Wednesday 14 March 2012

Presentation notes: "Web 2.0 - Participation or Hegemony?"

  • Intro and Basic Notes:
---> Has Web 2.0. really democratised our access to the media, switching the power from producers to audiences, or whether it has simply become absorbed into values of 'old media.'

--> Web 2.0. has been described as a medium which allows audiences to become producers of media texts. It requires web-based software, such as blogs, which audiences can use to produce and share their own work.

--> Yet, it can be argued that 'Web 2.0.' often referred to as 'We Media' democratises the media as anyone with a web connection can create and publish texts, (user generated content); we no longer have to rely upon professional or traditional 'old' media.
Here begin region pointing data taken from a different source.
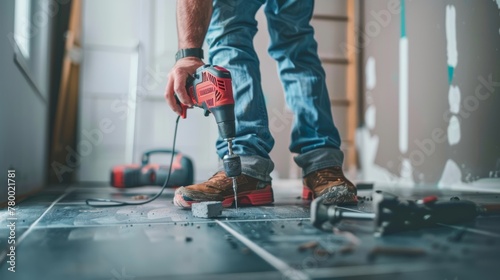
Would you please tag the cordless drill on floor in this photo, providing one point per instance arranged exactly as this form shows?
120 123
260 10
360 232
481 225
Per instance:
210 88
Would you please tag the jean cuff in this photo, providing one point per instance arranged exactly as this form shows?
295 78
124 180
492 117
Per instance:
255 166
318 159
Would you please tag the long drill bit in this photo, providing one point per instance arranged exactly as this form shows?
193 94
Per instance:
235 190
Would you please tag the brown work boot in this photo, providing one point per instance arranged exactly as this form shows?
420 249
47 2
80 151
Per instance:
251 191
332 185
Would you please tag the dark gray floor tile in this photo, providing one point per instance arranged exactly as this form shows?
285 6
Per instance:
132 251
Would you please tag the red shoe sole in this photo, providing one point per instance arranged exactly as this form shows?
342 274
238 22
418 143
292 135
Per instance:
252 198
307 194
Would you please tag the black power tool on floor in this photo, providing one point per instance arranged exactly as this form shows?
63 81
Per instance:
153 174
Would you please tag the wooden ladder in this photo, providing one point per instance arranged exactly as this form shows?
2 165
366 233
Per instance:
349 100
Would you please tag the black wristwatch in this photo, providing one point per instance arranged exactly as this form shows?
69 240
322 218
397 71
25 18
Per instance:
194 52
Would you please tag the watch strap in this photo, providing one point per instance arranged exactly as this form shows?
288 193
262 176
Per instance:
193 52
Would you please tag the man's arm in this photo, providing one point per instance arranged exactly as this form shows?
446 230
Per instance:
193 18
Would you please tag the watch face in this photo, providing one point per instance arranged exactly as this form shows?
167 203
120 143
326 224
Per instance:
195 52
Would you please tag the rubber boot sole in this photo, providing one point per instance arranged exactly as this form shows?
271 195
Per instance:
250 198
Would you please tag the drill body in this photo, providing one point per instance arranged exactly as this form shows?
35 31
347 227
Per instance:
211 88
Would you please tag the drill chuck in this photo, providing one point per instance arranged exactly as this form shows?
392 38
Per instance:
224 116
232 165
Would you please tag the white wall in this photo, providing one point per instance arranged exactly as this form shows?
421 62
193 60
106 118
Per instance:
111 29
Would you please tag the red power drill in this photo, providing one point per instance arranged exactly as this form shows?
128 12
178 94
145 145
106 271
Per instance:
211 89
152 174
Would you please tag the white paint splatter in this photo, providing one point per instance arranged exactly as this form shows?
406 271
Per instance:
451 175
370 117
451 36
403 95
368 146
371 74
454 131
454 98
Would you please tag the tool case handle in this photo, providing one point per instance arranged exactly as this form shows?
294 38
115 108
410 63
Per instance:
146 154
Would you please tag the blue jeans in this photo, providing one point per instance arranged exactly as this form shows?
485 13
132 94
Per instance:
230 36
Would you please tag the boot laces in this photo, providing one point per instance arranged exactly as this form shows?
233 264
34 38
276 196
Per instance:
327 175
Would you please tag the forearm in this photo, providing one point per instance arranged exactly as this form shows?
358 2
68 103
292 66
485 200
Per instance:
193 18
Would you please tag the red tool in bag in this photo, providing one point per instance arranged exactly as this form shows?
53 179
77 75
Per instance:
153 174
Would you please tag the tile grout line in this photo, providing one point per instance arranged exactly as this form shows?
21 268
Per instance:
171 223
287 271
3 254
471 230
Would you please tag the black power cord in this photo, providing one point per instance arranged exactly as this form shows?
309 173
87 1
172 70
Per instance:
101 202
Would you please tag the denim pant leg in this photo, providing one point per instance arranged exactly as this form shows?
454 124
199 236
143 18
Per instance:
314 135
230 40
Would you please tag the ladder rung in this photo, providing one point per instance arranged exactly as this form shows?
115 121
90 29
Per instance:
331 17
340 102
334 60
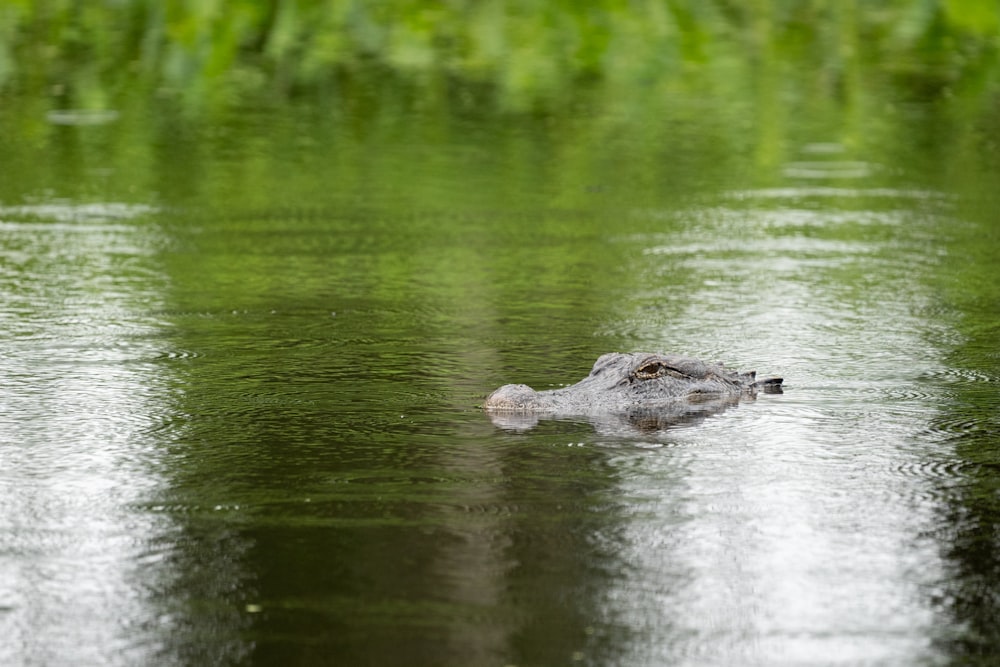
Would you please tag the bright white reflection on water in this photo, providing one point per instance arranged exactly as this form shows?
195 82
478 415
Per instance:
79 398
788 532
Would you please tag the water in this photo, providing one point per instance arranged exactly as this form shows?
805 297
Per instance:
243 363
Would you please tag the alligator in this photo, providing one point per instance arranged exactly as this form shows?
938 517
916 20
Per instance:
649 390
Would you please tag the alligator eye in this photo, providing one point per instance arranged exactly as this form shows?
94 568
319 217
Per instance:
655 369
651 370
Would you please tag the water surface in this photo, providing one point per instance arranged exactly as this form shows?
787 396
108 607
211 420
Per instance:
243 364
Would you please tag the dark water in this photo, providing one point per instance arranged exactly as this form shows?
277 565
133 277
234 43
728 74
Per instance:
243 360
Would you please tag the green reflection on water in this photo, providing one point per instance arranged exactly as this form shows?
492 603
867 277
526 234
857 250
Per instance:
361 230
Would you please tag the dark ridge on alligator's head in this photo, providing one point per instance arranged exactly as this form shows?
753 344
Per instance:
622 382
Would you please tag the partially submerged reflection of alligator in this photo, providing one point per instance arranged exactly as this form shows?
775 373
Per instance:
640 390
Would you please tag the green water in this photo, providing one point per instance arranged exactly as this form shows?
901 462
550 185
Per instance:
245 348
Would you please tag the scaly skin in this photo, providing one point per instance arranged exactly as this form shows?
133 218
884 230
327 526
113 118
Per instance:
622 382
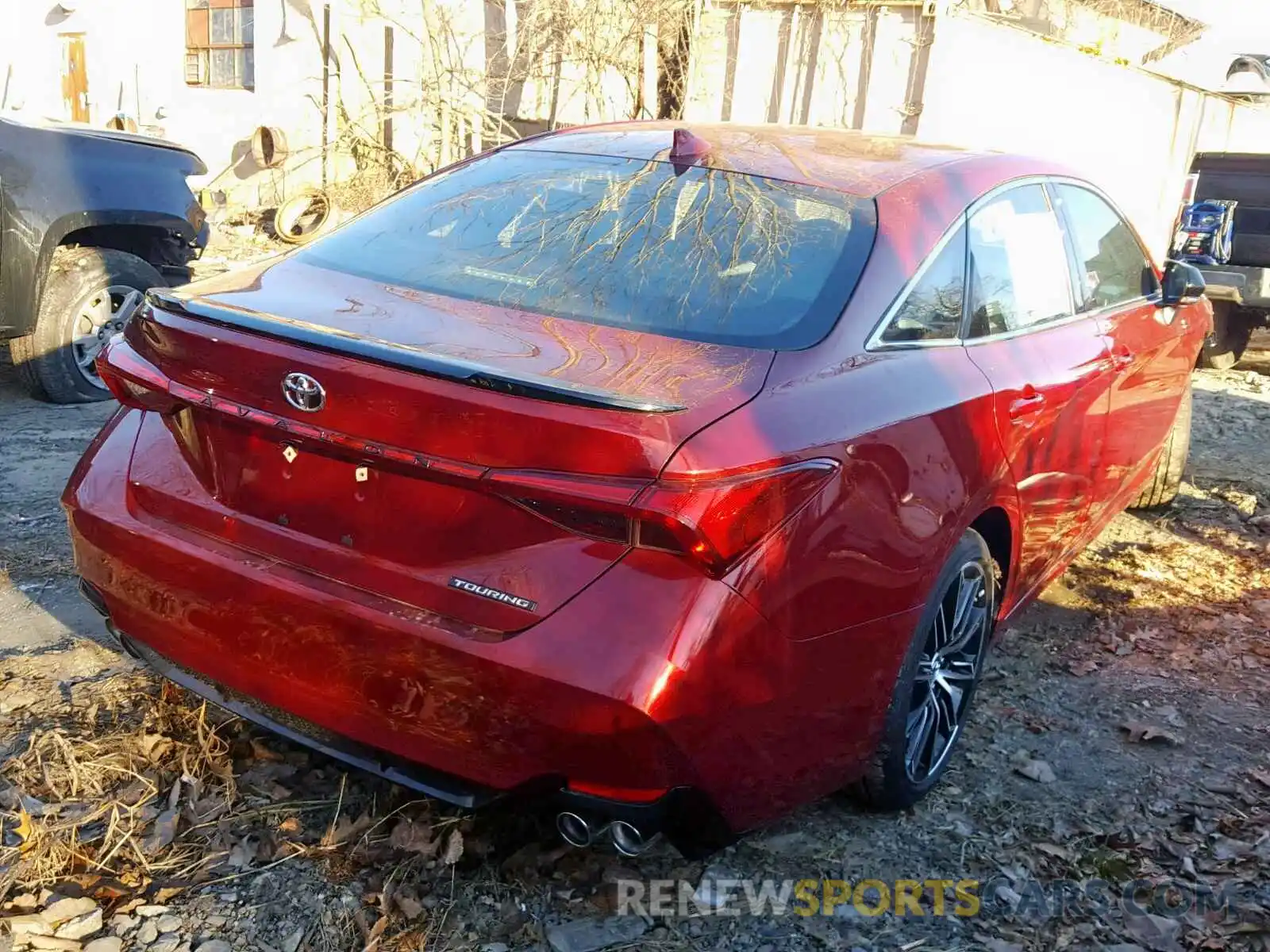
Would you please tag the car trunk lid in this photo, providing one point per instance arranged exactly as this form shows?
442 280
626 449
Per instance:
431 404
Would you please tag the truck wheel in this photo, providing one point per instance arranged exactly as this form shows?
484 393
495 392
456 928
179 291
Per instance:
1230 340
89 295
1166 479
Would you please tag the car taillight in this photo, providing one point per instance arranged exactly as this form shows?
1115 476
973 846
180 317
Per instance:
133 381
711 520
718 520
1189 188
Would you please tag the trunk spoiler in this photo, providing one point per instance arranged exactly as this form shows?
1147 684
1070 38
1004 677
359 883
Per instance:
332 340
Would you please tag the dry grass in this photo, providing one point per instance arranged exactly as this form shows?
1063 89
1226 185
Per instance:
110 801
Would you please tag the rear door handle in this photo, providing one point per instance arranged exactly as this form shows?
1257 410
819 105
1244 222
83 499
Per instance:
1029 404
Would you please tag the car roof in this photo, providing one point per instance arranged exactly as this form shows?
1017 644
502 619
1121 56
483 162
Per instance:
846 160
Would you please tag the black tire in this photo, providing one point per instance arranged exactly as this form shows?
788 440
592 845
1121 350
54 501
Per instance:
1166 479
891 784
1225 347
48 359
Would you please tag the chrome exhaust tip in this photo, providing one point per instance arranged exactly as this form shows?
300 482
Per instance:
628 839
575 829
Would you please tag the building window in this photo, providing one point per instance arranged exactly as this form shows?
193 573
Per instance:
219 44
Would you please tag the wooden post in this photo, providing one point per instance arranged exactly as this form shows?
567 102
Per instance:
325 92
387 90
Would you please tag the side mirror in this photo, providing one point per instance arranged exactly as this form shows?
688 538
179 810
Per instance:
1183 285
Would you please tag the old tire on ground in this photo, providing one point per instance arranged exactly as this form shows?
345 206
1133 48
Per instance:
89 295
937 682
1230 338
1166 479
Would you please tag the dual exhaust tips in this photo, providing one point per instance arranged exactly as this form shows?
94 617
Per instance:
579 831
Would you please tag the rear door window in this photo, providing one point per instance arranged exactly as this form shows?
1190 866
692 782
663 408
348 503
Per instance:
1019 267
933 308
685 251
1111 266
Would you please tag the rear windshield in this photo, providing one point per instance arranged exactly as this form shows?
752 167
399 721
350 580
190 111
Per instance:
679 251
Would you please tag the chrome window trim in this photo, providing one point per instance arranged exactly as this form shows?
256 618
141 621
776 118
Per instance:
1030 329
1123 217
876 343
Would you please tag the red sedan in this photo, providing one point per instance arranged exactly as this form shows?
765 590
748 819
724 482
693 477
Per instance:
677 475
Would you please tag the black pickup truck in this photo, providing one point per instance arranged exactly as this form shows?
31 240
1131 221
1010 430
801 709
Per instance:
89 220
1240 290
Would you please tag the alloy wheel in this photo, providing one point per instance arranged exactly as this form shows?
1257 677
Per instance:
99 317
946 672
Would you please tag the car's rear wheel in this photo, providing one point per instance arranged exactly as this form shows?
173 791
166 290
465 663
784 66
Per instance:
1231 334
89 295
937 682
1166 478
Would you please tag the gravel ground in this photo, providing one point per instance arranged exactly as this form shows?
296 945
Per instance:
1121 738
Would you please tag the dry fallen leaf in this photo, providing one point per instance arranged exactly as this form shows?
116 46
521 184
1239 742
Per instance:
410 908
376 931
163 833
454 848
414 838
1143 733
260 752
344 829
23 831
1037 771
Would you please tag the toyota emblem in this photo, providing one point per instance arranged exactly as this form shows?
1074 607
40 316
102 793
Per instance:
304 393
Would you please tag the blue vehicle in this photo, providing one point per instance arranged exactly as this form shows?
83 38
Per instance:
1223 228
1206 232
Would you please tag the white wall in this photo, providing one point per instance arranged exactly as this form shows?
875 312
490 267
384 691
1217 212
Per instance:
135 52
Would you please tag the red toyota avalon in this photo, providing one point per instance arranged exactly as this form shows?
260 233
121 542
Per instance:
675 475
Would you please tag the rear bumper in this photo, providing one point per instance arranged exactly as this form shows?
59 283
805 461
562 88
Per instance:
652 679
1244 286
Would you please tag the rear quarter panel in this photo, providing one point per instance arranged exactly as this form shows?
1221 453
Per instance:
914 431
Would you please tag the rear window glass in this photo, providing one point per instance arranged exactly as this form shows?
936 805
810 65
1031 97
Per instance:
685 251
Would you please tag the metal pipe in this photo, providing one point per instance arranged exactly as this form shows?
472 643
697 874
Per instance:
629 839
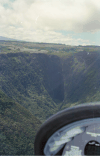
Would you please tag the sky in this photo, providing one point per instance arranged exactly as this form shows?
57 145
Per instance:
70 22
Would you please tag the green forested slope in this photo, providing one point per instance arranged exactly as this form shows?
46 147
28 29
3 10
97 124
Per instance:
45 78
18 128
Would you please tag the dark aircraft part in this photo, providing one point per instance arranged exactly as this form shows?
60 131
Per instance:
73 131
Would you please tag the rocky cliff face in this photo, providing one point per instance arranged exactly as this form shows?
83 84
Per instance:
45 83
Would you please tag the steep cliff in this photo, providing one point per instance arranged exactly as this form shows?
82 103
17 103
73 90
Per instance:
45 83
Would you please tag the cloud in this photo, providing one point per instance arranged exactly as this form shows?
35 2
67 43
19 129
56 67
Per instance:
39 19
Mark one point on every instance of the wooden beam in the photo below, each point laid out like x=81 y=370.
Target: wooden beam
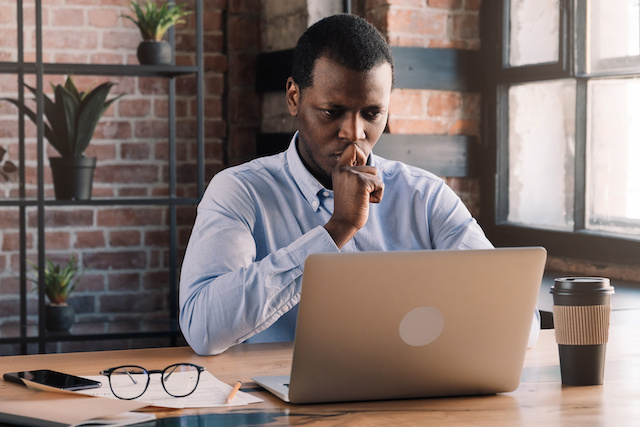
x=415 y=68
x=443 y=155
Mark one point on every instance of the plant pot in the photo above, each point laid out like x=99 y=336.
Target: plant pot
x=154 y=53
x=59 y=317
x=72 y=177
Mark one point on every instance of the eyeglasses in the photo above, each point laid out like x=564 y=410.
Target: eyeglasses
x=130 y=382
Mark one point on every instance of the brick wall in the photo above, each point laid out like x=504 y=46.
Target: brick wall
x=433 y=24
x=124 y=247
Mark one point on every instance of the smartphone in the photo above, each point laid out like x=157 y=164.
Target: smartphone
x=53 y=379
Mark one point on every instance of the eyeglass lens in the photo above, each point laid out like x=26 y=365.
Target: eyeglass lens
x=180 y=380
x=130 y=382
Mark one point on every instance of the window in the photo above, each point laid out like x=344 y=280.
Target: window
x=563 y=108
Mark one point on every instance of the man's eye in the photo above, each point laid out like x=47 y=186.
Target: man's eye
x=330 y=113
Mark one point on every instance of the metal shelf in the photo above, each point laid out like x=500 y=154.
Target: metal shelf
x=39 y=68
x=167 y=71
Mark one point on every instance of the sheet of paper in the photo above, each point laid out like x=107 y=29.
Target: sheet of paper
x=67 y=409
x=211 y=392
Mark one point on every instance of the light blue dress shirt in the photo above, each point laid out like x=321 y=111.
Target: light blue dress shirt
x=257 y=222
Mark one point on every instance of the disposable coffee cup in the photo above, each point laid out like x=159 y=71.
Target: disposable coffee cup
x=581 y=313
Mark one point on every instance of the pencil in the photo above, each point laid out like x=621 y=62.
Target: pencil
x=233 y=392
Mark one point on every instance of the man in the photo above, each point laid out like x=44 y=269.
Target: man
x=328 y=192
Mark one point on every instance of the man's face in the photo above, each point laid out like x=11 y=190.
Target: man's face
x=340 y=108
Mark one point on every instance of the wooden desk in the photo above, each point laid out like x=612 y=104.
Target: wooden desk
x=540 y=400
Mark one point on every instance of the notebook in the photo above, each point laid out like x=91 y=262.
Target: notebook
x=397 y=325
--> Some critics believe this had led to 'dumbing down' and 'culture of amateur' because anyone - regardless of ability can create texts.

--> With research into 'YouTube' people found that nowadays most clips were uploaded by fans rather than the traditional media companies themselves. In addition, YouTube allows users to create their own channels and is currently plugging channels by Rihanna, Beyonce and Katy Perry. Clearly, these artists are using the site as a promotional vehicle.

--> Additionally, Jean Burgess and Joshua Green concluded that there are 2 'YouTube's', they say it's a space where these 2 categories (traditional media and home video) co-exist and collide, but do not fully converge.

--> What they suggest appears to be happening is that 'YouTube' is now used more frequently as a commercial network for promotional and catch-up purposes that runs alongside and often dominates original, trivial 'user generated content.'

--> They also explain that even though we become used to watching television programmes on computers, mobile phones or music players, we still experience it as television.

  • Co-opting the amateur:
--> This co-option of the 'amateur' is also clear in the way that it is structured by the dominant ideological discourse. For instance, although 'YouTube' has allowed ordinary people to become celebrities such as "Charlie is so cool like!" They do not have the same status as celebrities created by traditional media.

--> Graeme Turner argues, "Even when ordinary people become celebrities through their own creative efforts, there is no neccessary transfer of media power: they remain within the system of celebrity native to, and controlled by, the mass media."

--> Some say that without the help of traditional media Charlie McDonnell (Charlie is so cool like) cannot excercise 'celebrity power'; he is defined as a celebrity in the terms of traditional media only.

  • Conclusions:
--> The real question is has Web 2.0. switched power from producers to audience? The answer is perhaps a "NO" but the balance has shifted as we - the audience - no longer have to rely upon the 'access' traditional media offered us, such as newspapers, letters, pages or radio phone-ins.

--> Instead, today we can easily produce texts ourselves even if we seem to be more interested in mimicking traditional media by becoming YouTube celebrities, or watching music videos and/or television programmes by our favourite artists.